Miss Desjardin, their slim, nonbreasted gym teacher, stepped in, craned
her neck around briefly, and slapped her hands together once, smartly.
“What are you waiting for, Carrie? Doom? Bell in five minutes.” Her shorts
were blinding white, her legs not too curved but striking in their
unobtrusive muscularity. A silver whistle, won in college archery
competition, hung around her neck.
The girls giggled and Carrie looked up, her eyes slow and dazed from the
heat and the steady, pounding roar of the water. “Ohuh?”
It was a strangely froggy sound, grotesquely apt, and the girls giggled
again. Sue Snell had whipped a towel from her hair with the speed of a
magician embarking on a wondrous feat and began to comb rapidly. Miss
Desjardin made an irritated cranking gesture at Carrie and stepped out.
Carrie turned off the shower. It died in a drip and a gurgle.
It wasn't until she stepped out that they all saw the blood running down
her leg.
From The Shadow Exploded: Documented Facts and Specific Conclusions
Derived from the Case of Carietta White, by David R. Congress (Tulane
University Press: 1981), p. 34:It can hardly be disputed that failure to note specific instances of
telekinesis during the White girl's earlier years must be attributed to the
conclusion offered by White and Stearns in their paper Telekinesis: A Wild
Talent Revisited—that the ability to move objects by effort of the will alone
comes to the fore only in moments of extreme personal stress.
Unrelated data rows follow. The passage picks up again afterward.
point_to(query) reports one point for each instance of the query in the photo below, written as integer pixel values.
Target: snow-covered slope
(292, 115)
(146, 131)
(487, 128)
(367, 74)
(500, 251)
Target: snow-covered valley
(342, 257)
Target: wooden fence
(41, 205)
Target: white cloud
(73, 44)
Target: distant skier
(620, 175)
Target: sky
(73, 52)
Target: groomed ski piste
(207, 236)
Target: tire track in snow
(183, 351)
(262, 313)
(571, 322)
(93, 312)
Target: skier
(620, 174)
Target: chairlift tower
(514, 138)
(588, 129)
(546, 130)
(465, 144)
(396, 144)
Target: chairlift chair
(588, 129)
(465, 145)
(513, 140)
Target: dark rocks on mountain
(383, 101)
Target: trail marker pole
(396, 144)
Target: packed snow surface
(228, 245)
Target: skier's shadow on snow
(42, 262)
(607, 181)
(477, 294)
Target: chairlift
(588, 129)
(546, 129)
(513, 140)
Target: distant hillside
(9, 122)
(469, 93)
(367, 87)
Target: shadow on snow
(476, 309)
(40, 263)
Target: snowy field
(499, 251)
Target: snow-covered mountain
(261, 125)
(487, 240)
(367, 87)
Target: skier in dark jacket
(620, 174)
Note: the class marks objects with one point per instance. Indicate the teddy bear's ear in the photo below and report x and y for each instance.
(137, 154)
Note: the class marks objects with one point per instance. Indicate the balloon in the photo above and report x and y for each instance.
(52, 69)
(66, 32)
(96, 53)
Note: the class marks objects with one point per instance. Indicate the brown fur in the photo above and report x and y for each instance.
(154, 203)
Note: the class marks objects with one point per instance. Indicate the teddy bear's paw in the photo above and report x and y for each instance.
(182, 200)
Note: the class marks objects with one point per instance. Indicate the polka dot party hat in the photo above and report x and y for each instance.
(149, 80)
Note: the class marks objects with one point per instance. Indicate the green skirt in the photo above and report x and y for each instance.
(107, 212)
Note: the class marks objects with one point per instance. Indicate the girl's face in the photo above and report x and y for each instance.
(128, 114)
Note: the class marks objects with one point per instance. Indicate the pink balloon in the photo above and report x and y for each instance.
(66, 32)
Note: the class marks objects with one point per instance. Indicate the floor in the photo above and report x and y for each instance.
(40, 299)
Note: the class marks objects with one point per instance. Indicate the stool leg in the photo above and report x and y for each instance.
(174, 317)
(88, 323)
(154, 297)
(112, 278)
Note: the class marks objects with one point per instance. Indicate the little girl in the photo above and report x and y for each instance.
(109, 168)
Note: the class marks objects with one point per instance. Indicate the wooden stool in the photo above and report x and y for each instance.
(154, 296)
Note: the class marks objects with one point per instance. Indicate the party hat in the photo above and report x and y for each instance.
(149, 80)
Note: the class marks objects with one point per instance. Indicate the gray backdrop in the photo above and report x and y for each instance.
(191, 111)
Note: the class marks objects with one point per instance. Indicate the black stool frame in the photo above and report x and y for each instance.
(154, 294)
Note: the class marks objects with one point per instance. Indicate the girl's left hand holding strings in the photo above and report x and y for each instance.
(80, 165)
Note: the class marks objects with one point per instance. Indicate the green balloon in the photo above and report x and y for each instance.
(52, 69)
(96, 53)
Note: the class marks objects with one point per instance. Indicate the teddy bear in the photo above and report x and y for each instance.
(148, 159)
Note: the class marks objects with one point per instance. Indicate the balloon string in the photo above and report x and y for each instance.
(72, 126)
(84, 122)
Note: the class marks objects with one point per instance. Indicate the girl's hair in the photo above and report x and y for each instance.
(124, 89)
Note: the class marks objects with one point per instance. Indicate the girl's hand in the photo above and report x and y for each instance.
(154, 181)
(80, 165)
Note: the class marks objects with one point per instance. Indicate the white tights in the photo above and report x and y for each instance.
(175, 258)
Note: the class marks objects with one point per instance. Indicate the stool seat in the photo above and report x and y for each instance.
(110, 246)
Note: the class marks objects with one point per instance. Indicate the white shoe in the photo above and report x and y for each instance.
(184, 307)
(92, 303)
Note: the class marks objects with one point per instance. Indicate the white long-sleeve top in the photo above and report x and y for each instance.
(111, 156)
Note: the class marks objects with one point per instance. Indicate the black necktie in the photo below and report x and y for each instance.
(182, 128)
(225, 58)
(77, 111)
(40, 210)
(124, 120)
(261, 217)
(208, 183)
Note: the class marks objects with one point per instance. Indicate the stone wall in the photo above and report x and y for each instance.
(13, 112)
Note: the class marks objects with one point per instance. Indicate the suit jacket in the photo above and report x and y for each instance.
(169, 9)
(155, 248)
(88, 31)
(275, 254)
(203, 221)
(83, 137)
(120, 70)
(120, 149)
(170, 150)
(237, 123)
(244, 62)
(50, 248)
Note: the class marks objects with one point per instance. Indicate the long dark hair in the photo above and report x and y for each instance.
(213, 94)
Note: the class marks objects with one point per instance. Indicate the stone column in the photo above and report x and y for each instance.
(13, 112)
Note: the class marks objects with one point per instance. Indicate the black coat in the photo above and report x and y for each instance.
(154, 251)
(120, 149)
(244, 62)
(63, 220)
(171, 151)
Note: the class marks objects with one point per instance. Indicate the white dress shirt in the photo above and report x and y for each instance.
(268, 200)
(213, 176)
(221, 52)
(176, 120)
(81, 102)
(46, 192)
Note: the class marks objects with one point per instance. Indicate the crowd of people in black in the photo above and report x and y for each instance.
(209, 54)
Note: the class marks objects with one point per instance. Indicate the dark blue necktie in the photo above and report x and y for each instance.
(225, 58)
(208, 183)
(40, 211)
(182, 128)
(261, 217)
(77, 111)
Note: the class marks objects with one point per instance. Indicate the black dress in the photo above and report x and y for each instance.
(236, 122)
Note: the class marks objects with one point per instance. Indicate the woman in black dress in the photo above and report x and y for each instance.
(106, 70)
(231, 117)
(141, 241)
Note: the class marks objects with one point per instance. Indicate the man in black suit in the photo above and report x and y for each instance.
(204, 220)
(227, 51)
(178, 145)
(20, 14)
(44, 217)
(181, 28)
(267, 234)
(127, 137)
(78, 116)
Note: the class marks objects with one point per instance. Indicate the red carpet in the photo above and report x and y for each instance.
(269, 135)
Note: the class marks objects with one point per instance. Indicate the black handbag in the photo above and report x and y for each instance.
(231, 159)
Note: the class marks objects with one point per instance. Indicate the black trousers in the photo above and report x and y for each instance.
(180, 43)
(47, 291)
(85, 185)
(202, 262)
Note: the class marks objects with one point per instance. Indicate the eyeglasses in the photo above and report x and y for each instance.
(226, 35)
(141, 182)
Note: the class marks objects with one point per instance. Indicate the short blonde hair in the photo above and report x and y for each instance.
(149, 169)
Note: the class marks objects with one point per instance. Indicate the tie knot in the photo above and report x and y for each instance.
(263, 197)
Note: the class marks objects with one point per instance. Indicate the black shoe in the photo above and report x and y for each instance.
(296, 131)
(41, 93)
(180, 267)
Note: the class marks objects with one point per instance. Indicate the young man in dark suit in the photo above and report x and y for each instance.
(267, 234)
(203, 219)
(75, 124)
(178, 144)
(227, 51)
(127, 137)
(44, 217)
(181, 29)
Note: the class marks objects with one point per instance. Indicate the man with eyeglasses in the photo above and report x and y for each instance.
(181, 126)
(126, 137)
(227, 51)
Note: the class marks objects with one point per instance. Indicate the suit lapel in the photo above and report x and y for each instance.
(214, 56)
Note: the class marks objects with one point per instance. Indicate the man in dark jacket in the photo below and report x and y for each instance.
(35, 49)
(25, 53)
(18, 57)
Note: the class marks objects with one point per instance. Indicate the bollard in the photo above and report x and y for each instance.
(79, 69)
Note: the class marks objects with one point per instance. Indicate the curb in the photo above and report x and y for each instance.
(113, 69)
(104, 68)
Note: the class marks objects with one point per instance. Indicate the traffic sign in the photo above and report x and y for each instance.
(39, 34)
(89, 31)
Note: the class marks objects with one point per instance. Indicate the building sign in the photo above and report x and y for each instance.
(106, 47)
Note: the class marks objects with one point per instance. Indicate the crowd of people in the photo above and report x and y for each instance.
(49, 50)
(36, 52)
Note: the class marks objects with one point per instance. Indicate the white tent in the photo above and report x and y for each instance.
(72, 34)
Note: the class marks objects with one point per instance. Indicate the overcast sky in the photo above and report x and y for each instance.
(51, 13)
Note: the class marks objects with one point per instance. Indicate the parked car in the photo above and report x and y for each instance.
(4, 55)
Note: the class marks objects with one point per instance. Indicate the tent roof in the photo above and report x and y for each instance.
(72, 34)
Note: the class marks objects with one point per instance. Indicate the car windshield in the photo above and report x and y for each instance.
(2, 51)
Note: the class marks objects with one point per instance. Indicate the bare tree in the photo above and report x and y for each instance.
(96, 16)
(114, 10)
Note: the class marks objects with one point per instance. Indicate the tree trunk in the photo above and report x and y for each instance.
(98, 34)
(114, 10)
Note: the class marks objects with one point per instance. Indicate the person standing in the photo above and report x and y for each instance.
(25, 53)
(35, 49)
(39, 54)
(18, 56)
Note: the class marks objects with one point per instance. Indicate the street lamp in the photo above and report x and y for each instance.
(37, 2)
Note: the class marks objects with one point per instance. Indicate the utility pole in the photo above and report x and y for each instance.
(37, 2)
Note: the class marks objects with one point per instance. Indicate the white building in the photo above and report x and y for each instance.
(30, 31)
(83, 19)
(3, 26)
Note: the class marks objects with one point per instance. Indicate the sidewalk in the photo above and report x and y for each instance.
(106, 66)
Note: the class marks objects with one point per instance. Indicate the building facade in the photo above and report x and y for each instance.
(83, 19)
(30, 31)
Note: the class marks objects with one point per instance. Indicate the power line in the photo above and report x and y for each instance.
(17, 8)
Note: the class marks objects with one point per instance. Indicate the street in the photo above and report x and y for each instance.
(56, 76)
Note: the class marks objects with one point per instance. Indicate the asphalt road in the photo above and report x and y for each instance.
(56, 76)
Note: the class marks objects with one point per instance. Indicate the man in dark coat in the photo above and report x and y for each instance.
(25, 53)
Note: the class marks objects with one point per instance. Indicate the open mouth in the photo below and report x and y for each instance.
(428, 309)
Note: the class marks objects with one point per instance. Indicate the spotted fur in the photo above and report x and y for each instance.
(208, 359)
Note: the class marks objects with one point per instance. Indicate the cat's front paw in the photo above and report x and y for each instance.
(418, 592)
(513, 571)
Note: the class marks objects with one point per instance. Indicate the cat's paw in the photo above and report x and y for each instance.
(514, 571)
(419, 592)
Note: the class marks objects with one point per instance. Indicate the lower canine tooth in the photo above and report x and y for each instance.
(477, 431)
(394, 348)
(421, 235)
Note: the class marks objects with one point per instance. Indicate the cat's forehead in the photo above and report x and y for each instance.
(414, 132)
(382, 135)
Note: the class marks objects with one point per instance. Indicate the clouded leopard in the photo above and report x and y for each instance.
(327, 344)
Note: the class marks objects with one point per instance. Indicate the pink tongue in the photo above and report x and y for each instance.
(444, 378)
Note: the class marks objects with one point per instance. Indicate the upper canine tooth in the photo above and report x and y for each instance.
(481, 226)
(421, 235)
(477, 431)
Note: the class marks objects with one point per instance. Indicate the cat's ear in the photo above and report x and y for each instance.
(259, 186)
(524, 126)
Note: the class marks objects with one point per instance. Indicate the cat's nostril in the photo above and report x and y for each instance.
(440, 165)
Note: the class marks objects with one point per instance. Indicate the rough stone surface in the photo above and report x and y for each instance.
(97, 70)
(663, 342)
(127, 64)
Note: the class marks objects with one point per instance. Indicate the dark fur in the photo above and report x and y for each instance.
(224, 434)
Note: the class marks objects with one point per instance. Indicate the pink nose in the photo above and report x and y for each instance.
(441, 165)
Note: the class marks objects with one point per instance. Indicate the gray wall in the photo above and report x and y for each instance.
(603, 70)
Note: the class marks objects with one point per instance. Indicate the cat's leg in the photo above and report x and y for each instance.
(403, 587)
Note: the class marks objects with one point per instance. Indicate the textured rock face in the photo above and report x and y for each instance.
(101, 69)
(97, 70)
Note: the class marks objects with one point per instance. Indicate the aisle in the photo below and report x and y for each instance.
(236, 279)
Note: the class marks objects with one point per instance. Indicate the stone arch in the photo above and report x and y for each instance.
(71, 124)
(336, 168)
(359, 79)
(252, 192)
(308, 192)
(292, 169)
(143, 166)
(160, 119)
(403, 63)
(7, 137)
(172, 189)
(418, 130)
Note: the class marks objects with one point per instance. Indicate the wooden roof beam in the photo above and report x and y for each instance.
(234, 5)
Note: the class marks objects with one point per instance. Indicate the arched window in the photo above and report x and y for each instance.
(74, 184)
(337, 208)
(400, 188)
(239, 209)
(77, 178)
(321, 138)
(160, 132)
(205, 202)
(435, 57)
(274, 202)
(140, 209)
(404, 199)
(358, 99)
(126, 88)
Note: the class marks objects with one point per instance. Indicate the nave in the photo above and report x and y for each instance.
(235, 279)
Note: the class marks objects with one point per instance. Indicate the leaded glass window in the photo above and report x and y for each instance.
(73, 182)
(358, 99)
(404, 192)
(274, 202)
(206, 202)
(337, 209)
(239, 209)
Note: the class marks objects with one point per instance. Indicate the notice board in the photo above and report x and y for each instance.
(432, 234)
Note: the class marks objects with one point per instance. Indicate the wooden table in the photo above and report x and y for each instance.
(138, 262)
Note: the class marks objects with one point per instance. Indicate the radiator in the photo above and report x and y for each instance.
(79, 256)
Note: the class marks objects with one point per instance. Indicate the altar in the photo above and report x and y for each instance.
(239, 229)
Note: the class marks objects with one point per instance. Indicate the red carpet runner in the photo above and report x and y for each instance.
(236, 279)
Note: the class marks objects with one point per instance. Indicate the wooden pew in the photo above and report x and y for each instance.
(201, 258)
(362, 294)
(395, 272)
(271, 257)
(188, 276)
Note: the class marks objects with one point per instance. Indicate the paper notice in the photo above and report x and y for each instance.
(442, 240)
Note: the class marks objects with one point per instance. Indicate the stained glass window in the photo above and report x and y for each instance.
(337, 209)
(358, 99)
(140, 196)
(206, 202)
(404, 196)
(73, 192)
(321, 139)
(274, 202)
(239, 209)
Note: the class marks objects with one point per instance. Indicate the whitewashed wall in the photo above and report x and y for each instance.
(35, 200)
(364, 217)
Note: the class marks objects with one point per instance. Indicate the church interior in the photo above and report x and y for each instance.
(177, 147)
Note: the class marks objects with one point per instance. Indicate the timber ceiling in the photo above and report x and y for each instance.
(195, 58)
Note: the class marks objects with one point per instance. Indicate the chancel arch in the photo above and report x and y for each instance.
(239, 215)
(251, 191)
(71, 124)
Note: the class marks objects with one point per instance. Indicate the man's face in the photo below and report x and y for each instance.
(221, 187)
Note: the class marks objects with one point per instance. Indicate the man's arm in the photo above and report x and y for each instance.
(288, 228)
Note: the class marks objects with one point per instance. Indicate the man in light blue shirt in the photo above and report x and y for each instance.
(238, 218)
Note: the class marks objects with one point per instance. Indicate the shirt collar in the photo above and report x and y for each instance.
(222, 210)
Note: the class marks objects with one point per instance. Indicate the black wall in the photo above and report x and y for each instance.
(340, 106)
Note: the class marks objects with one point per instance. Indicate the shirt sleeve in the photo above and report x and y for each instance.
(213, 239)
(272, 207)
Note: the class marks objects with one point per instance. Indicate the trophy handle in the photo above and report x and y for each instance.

The talent is
well hidden indeed; how else could it have remained submerged for
centuries with only the tip of the iceberg showing above a sea of quackery?
We have only skimpy hearsay evidence upon which to lay our foundation
in this case, but even this is enough to indicate that a “TK” potential of
immense magnitude existed within Carrie White. The great tragedy is that
we are now all Monday-morning quarterbacks . . .
• • •
“Period!”
The catcall came first from Chris Hargensen. It struck the tiled walls,
rebounded, and struck again. Sue Snell gasped laughter from her nose and
felt an odd, vexing mixture of hate, revulsion, exasperation, and pity. She
just looked so dumb, standing there, not knowing what was going on. God,
you'd think she never—
“PER-iod!”
It was becoming a chant, an incantation. Someone in the background
(perhaps Hargensen again, Sue couldn't tell in the jungle of echoes) was
yelling, “Plug it up!” with hoarse, uninhibited abandon.
“PER-iod, PER-iod, PER-iod!”
Carrie stood dumbly in the center of a forming circle, water rolling from
her skin in beads. She stood like a patient ox, aware that the joke was on her
(as always), dumbly embarrassed but unsurprised.
Sue felt welling disgust as the first dark drops of menstrual blood struck
the tile in dime-sized drops. “For God's sake, Carrie, you got your period!”
she cried. “Clean yourself up!”
“Ohuh?”
She looked around bovinely. Her hair stuck to her cheeks in a curving
helmet shape. There was a cluster of acne on one shoulder. At sixteen, the
elusive stamp of hurt was already marked clearly in her eyes.